Page MenuHomePhabricator

Ensure that thumbor uses output functions of tools rather than capturing stdout
Open, Needs TriagePublic

Description

In T334725 we encountered an issue where the output of a tool changed between versions (we also saw a different but very similar problem in T327887). This is unfortunate but is entirely to be expected when we expect tools to output binary output to stdout when -o or other output to file functions are available. We currently use a mix of writing to temporary files and capturing tool output.
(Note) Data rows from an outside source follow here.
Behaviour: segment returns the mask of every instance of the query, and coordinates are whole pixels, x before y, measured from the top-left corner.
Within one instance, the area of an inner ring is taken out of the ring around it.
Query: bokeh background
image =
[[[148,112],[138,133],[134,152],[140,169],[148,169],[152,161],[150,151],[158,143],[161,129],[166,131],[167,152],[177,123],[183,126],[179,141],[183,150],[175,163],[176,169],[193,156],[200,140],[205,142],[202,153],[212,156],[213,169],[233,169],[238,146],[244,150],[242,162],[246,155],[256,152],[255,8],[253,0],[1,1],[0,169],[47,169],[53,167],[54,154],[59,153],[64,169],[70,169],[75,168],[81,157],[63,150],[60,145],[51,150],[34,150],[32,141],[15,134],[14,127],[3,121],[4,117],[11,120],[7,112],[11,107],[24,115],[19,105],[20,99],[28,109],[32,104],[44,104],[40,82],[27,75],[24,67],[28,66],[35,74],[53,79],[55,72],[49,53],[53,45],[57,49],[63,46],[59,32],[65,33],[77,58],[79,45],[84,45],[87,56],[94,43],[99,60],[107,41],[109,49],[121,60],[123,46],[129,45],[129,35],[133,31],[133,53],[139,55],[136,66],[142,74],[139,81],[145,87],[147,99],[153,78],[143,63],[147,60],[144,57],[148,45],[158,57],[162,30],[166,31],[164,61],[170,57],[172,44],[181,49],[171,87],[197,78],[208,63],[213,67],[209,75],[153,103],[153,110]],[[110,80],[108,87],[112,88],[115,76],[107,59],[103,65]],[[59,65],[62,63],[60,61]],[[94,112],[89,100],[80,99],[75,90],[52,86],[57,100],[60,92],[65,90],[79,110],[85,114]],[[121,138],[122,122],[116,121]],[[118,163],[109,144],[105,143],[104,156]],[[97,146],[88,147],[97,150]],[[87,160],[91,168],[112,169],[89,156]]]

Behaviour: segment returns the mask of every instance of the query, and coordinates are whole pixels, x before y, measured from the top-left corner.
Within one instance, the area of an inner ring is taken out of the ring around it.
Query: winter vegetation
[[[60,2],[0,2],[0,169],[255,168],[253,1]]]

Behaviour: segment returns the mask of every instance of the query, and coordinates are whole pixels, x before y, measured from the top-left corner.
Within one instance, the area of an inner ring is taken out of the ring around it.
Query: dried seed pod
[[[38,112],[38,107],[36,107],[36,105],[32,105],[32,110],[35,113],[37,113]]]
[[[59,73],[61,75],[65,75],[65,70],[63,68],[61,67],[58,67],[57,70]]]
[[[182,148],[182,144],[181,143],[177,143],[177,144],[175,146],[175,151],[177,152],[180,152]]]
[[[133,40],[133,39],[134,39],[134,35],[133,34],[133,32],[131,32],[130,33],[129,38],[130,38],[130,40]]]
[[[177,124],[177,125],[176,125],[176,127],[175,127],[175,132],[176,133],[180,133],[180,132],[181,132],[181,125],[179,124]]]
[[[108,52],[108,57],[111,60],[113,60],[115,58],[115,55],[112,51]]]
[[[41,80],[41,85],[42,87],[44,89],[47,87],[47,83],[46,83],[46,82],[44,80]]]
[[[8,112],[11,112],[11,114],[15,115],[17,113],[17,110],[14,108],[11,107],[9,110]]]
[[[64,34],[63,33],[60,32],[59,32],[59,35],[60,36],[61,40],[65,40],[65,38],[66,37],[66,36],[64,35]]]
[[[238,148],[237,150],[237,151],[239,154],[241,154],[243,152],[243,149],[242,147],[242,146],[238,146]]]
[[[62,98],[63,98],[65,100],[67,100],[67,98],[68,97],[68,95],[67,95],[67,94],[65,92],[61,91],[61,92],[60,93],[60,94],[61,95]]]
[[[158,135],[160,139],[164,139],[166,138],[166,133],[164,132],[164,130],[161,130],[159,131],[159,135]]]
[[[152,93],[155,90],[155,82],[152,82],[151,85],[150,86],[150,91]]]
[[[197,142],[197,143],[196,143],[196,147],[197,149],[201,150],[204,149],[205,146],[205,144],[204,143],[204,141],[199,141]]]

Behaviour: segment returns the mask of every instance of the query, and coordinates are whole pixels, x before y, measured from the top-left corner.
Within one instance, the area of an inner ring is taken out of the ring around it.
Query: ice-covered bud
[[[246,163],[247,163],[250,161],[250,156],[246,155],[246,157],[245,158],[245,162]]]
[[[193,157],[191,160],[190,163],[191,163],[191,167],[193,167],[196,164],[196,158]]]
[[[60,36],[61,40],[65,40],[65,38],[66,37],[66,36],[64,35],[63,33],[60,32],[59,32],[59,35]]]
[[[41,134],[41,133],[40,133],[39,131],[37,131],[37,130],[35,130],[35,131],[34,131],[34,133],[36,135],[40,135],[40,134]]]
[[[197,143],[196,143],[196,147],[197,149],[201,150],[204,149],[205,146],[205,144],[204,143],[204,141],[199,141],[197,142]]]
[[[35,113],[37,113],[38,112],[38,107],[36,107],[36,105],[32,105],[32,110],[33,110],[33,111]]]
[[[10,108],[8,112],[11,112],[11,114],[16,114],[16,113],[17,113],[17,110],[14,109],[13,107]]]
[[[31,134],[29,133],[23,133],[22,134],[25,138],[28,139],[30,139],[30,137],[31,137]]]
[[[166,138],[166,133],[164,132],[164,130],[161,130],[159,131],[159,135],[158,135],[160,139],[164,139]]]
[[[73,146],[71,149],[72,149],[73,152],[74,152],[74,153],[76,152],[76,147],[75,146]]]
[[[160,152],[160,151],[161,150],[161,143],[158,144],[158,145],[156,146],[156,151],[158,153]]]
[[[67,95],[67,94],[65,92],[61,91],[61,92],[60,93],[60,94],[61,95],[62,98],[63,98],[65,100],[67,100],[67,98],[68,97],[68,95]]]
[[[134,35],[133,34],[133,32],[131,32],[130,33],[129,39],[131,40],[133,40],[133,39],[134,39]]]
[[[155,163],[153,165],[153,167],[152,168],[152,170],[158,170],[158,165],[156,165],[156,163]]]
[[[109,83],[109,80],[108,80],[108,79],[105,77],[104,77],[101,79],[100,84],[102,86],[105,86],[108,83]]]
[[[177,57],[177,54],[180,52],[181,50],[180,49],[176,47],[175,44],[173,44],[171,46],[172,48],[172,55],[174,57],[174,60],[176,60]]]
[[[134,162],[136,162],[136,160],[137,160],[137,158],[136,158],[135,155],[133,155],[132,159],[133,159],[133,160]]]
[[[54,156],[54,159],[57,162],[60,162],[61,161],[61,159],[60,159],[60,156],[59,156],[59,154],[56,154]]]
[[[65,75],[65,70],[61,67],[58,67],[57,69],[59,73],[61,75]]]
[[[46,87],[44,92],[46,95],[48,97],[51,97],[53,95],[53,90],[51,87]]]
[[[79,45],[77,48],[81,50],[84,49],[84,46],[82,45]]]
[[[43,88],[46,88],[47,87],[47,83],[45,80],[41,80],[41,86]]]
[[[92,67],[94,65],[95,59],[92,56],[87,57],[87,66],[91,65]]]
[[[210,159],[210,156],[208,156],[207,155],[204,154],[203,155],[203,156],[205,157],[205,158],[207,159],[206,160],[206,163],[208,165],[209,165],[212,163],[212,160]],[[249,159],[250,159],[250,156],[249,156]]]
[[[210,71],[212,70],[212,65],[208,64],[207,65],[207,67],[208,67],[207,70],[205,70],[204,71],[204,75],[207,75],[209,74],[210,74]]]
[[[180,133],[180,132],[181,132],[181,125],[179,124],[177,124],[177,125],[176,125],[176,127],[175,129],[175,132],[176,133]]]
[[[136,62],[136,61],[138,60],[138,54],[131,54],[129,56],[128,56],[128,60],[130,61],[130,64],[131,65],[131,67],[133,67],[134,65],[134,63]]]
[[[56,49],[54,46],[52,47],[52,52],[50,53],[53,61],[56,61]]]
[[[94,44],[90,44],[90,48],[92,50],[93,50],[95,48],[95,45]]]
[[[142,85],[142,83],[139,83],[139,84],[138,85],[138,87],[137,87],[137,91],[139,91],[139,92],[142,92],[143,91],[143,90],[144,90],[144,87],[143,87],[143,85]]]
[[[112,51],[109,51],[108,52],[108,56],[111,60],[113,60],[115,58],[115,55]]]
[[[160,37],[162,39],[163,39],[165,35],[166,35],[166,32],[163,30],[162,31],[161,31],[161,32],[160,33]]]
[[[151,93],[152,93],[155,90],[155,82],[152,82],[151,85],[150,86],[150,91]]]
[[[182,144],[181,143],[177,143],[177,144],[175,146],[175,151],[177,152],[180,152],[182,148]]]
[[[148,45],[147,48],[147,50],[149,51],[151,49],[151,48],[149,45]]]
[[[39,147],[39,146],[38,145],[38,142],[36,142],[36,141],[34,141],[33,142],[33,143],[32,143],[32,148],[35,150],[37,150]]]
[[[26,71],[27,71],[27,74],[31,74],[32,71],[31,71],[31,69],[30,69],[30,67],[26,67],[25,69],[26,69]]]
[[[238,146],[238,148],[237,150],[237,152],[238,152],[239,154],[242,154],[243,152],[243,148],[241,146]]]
Wherever possible we should avoid using stdout in tools and using canonical output-to-file functions. Of course, wherever we do this it is imperative that we clean up any temp files when work is complete or upon any exception cases.

Event Timeline

Writing to files, even in memory /tmp, is usually slower than writing directly to stdout. This is why upstream Thumbor, and our customizations, avoid it wherever possible.

Writing to files, even in memory /tmp, is usually slower than writing directly to stdout. This is why upstream Thumbor, and our customizations, avoid it wherever possible.

I'd be interested to see how much slower it will make our operations in general though - relying on tool output seems brittle (as the issues linked have shown). We already make the tradeoff around storing files on disk vs in memory as one of our base differences from upstream Thumbor for scalability purposes. We already write to tempfiles for (at least) vips, svg, some exif operations, stl, thumbnail validity and a few other things.